Friday 9 November 2018

"Attributed to Van der Weyden": can this be a youth work by Bouts?

Deutsch, from Austria, sells on 4 December 2018 an "Attributed to Rogier Van der Weyden" Virgin and Child, an oil on panel estimated at 2,800 to 5,500 Euro. The combination of "attributed to Van der Weyden" and a 2,800 Euro estimate makes me believe that one or the other is wrong...

The composition is by Van der Weyden, as can be seen in this workshop version in the Art Institute of Chicago. The one for sale is, apart from the background, an extremely close copy of the Chicago one. Only the face of the virgin is less well executed, and the condition of the work (while still remarkably well preserved for a 500 years old painting) is somewhat lacking, although a removal of the yellowed varnish may solve most of this.

I can't find any examples of Van der Weyden himself using such a background in a Virgin and Child. A similar window and landscape is used by a Follower of van der Weyden in the Saint Louis Art Museum.


Even more remarkable are the similarities with a Dirk Bouts Virgin and Child in the National Gallery.Not only does the window have the same general appearance as the other two examples, the crisscrossed windows at the top seem to have the exact same pattern of coloured elements round the border.

Which leaves me rather puzzled. Is this an early Dirk Bouts, who is supposed to have been a pupil of Van der Weyden? A version from the workshop of Van Der Weyden executed by Bouts, who later in his own work reused elements he invented then, like the window? The work isn't good enough to be a mature Bouts (or a Van der Weyden), but it is close enough in quality to be a work of Bouts as an apprentice, a pupil.

Or is it a work by someone who copied a Van der Weyden composition but added a Bouts window to it? That seems strange, certainly if it is contemporary (late 19th and 20th century forgers are more known to combine elements to create "new" works or new copies). Of course, it may also be a copy after a lost (or to me unknown) Van der Weyden or Bouts.

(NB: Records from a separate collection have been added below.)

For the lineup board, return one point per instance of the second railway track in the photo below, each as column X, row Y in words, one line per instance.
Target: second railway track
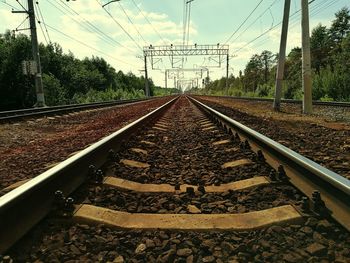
column 190, row 186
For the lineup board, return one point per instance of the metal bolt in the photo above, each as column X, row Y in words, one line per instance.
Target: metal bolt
column 69, row 204
column 305, row 204
column 282, row 176
column 7, row 259
column 217, row 183
column 99, row 176
column 201, row 189
column 261, row 156
column 91, row 171
column 242, row 145
column 318, row 204
column 246, row 144
column 111, row 155
column 273, row 175
column 190, row 190
column 59, row 199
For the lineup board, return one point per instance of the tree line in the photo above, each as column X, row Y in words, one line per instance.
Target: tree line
column 330, row 54
column 66, row 79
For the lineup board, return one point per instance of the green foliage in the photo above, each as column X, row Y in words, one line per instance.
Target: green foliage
column 107, row 95
column 66, row 79
column 330, row 54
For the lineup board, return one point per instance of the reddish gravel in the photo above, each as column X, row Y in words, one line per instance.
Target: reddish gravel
column 29, row 148
column 318, row 137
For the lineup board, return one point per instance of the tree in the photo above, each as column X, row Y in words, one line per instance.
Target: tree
column 340, row 26
column 319, row 44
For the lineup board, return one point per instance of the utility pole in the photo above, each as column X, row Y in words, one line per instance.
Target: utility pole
column 227, row 65
column 147, row 93
column 306, row 63
column 40, row 98
column 281, row 57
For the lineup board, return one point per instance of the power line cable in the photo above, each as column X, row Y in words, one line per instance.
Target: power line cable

I would love it to be by Bouts, but I know that I sometimes get carried away when I am duped by a good fake. It certainly seems to be worth the gamble at the very low estimate. If it turns out to be the best-case scenario, the value is immense. If it is a good follower of Van der Weyden and Bouts, from around 1500, then it still is worth 25,000 Euro (well, the value depends also on what the cleaning would reveal, if the painting is even better below the yellowing, it only gets more valuable).